Is there anything more stressful than driving? The banality of having to deal with other equally irascisble humans, eager to toot their horns at any minor provocation. I’m lucky in the sense that much of my driving responsibilities are relegated to necessity. My primary usage is travel to work, which is a relatively short venture considering others more exhausting journeys. It’s also an evening routine once traffic has mercifully subsided. My secondary capacity as a driver is often simply that of a chauffeur. Often recruited as the statutory taxi to ferry my daughter and partner to various, often exasperating places. It’s rare that I drive for pleasure, if such a thing exists. More often than not, driving is merely a means to an end. I’d rather inconvenience myself by walking half an hour to a designated place, because I loathe driving so much. And I frequently do.

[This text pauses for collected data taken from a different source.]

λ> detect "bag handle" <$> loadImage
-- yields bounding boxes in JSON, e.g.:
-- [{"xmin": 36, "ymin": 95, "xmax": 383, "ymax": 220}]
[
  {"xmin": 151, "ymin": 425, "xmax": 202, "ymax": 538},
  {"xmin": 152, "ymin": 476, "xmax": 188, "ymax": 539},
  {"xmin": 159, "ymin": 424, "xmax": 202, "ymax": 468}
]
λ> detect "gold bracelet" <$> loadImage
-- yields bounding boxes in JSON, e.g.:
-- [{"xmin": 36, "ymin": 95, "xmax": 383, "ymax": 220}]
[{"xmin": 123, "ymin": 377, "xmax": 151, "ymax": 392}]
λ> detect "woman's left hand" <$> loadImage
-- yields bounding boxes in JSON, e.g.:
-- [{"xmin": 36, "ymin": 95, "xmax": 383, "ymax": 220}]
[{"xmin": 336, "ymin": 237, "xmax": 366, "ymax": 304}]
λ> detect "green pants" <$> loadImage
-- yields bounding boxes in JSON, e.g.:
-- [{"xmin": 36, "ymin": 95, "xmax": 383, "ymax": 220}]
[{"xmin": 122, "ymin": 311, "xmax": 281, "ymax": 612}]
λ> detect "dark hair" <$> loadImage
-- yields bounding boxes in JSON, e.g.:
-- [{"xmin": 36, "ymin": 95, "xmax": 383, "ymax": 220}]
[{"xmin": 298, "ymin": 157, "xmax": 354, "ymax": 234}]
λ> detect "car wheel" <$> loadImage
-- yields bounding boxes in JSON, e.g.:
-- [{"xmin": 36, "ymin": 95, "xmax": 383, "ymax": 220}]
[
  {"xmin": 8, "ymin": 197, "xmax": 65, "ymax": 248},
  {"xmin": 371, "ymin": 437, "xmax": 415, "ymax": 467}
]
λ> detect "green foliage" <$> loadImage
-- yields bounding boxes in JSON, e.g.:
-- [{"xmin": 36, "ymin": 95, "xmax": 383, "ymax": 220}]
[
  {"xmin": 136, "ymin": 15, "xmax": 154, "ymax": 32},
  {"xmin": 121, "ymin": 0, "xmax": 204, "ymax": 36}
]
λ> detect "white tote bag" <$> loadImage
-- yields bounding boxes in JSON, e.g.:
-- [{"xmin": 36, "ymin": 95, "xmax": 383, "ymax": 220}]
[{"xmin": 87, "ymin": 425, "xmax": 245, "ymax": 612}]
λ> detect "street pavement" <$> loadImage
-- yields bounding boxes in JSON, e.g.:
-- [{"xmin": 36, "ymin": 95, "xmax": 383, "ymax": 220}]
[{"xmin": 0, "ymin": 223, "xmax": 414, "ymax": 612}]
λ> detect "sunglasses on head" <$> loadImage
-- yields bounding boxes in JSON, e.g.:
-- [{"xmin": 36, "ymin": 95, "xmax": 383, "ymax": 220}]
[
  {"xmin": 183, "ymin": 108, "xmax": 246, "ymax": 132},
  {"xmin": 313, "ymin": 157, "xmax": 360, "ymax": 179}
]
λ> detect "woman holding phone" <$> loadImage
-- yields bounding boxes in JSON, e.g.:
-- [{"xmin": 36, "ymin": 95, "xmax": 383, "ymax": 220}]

I find a lot of pleasure in walking. With the destination being a secondary consideration, just the satisfaction of being able to think. A simple reprieve from the strains of, well whatever issues you are facing. Could be work related. Might be the stressful responsibilities of child rearing. Or it might just be as simple as getting out of your own head for a few minutes. Weather permitting, there’s rarely an occasion when a gentle stroll to the shops, park or around the block, doesn’t yield significant reduction in stress. A stress I only find is exacerbated by driving. Perhaps it’s the sense of being trapped. A kind of mobile incarceration. The sterility of it all. Maybe it’s the knowledge that you will have to deal with others that harbour similar resentment towards other motorists? Really though, I think it’s the idea of maintaining a level of concentration for an extended period, so as to prevent the untimely deaths of your family or yourself.
This may seem like a morbid contemplation to a routine staple of society, but these are often the things I think about when I get into a car. Now it’s true that you can have an accident just about anywhere and that worrying about careening off the road into a petrol station, and being engulfed in a fiery blaze that’s intensity is only matched by that of the sun, is about irrational of a fear as one could have. But the road, specifically the idiots that have somehow managed to obtain a license, presumably by some sort of government funded lottery, is so unpredictable. It only takes one person, suffering an emotional breakdown, rushing to a destination, because in that moment it’s vitally important that they get to the hairdressers on time, to cause an accident. And then you are just another statistic. A footnote in the local news. Yeah, I think that’s why I hate driving.